Chocolate Cookies with Raspberry Royal Icing
- 2-1/2 cups all-purpose flour
- 1/2 cup unsweetened cocoa powder
- 1 teaspoon instant espresso powder
- 1/2 teaspoon salt
- 1 cup unsalted butter (room temperature)
- 1 cup granulated sugar
- 1 large egg
- 1-1/2 teaspoon vanilla extract
- 1/2 cup raspberry juice from frozen raspberries
- 1/4 cup warm water
- 5 tablespoons meringue powder
- 3/4 teaspoon cream of tartar
- 2 pounds powdered sugar
- 1 tablespoon light corn syrup
- 1/2 teaspoon glycerin
- 1 teaspoon white gel food coloring
- 1-1/2 teaspoons raspberry emulsion
- Use a whisk to combine flour, cocoa powder, espresso powder, and salt.

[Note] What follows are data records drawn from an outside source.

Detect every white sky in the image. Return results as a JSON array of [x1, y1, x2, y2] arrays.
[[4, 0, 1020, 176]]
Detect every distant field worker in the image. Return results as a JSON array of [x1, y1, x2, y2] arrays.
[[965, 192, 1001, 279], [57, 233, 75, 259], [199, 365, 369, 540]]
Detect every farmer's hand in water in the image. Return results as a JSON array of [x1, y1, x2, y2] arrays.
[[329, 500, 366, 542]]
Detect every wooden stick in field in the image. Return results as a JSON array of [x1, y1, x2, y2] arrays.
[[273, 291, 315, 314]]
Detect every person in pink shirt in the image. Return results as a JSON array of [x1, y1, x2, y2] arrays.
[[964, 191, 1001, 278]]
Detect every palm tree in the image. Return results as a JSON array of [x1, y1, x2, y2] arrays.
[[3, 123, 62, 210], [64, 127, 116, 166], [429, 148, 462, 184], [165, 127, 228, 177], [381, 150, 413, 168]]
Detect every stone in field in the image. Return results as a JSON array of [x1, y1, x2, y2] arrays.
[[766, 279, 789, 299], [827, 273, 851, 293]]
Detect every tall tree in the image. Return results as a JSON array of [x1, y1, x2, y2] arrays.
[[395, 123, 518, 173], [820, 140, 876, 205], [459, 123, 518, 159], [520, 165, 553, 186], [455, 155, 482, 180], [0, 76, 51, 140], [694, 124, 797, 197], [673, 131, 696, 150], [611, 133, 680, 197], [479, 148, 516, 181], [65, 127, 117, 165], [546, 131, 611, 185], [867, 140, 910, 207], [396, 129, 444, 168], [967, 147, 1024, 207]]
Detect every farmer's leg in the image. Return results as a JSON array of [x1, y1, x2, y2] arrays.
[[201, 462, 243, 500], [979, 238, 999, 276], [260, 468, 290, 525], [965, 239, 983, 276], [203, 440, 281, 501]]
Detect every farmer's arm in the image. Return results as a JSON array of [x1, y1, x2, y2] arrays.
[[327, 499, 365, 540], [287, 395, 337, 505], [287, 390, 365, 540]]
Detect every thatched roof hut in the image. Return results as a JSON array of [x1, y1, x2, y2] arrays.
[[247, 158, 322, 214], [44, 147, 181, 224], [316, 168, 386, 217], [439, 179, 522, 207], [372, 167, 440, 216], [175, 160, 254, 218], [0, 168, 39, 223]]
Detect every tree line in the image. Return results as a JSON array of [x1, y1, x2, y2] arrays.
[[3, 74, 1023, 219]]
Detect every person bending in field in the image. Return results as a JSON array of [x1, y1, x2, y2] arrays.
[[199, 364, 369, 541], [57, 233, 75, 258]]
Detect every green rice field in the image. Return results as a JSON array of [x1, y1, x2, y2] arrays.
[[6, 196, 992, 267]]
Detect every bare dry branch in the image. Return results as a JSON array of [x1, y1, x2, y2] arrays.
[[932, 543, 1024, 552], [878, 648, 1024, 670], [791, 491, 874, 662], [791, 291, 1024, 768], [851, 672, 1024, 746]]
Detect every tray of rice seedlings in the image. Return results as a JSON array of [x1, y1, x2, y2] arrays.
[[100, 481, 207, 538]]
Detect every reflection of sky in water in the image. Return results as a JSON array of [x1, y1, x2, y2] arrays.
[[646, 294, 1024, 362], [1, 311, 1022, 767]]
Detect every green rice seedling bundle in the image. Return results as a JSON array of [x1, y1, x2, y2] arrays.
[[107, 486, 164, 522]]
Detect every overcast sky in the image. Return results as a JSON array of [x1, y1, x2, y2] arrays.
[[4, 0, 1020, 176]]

- In a separate bowl, combine butter and sugar, creaming together until light and fluffy. Mix in egg and vanilla.
- Add flour mixture to sugar mixture gradually and combine well to create dough.

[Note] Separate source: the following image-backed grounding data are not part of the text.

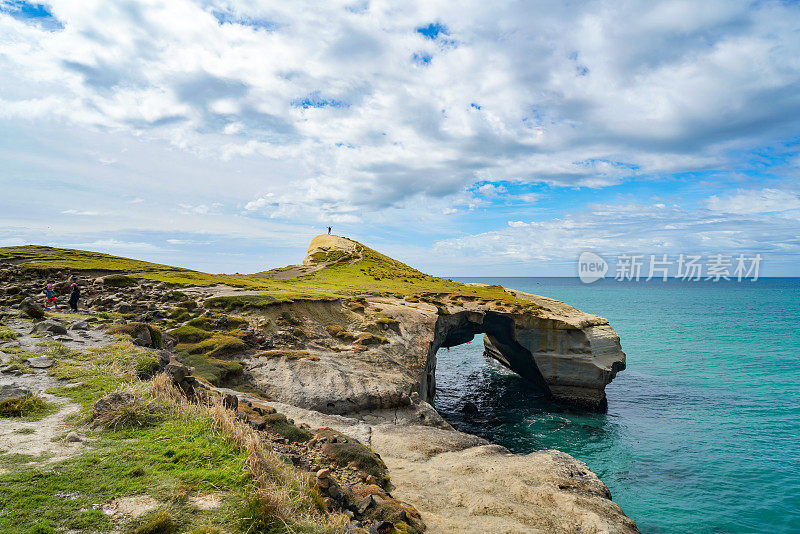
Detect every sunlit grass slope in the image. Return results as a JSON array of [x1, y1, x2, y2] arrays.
[[0, 240, 541, 309]]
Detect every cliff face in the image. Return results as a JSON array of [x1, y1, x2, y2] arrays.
[[241, 236, 626, 412]]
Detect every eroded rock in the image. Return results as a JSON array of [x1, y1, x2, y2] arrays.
[[19, 298, 45, 320], [31, 320, 68, 336]]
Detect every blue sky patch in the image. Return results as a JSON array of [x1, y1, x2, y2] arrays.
[[416, 22, 449, 40], [412, 52, 432, 65], [211, 9, 280, 31], [292, 91, 348, 109], [1, 1, 63, 30]]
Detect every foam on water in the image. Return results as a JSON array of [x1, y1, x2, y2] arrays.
[[435, 278, 800, 533]]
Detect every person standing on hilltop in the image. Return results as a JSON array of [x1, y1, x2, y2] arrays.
[[68, 282, 80, 312], [327, 226, 332, 235], [43, 283, 58, 309]]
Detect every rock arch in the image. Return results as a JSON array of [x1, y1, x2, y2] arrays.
[[420, 309, 626, 411]]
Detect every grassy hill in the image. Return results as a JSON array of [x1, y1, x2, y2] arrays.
[[0, 238, 540, 311]]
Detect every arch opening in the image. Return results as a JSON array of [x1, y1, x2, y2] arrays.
[[421, 310, 551, 403]]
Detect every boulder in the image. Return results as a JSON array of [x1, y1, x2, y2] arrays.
[[26, 356, 54, 369], [19, 298, 45, 320], [165, 361, 189, 385], [31, 320, 68, 336], [222, 393, 238, 411], [92, 391, 139, 419], [0, 385, 31, 401], [69, 321, 89, 331]]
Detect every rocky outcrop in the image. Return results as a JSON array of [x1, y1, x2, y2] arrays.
[[247, 398, 639, 534], [244, 293, 624, 413]]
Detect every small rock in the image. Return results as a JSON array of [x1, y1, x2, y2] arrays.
[[374, 521, 394, 534], [365, 475, 377, 485], [0, 385, 31, 401], [328, 484, 341, 499], [92, 391, 139, 420], [31, 320, 68, 336], [19, 297, 45, 320], [64, 431, 82, 443], [222, 393, 238, 411], [356, 494, 374, 515], [165, 362, 189, 385], [69, 321, 89, 331], [316, 468, 330, 479], [26, 356, 54, 369], [462, 401, 479, 417]]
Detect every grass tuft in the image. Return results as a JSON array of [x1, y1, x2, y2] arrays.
[[129, 510, 176, 534], [0, 393, 58, 420]]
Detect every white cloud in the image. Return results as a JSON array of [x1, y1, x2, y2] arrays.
[[436, 200, 800, 263], [1, 0, 799, 273], [68, 239, 168, 254], [707, 188, 800, 214], [0, 0, 797, 223], [62, 209, 107, 216]]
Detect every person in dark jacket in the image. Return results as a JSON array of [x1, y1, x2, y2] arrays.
[[68, 283, 80, 312]]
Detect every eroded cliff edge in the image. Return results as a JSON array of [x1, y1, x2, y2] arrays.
[[0, 237, 637, 533], [242, 235, 626, 413]]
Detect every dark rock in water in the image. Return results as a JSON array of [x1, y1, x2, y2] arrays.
[[0, 385, 31, 401], [20, 298, 45, 320], [31, 320, 68, 336], [462, 402, 479, 417], [26, 356, 54, 369]]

- Separate dough into 2 or 3 sections, wrap, chill overnight.
- Preheat your oven to 350.
- Roll out and cut dough. Set your cookies on a parchment lined cookie sheet.
- Bake for 12 to 16 minutes, rotating at the half way point.
- Let cookies cool completely before decorating with raspberry royal icing.
- Microwave a bag of frozen raspberries for a short time to soften.
- Strain the raspberries over a bowl to separate the juice from the seeds.
- Separate out 1/2 cup of raspberry juice and warm water.
- Add meringue powder and cream of tartar. Whisk the mixture for about 30 seconds, getting rid of all lumps.
- In a separate large bowl, sift two pounds of powdered sugar.
- Add the raspberry mixture to the powdered sugar and mix for about a minute to combine.
- Add corn syrup, glycerin, food coloring, and flavorings.
- Beat icing on medium for approximately 8 to 10 minutes, until it makes stiff peaks that hold their shape.
- Separate icing into smaller bowls, color with gel food coloring, and add water to create the desired icing consistency.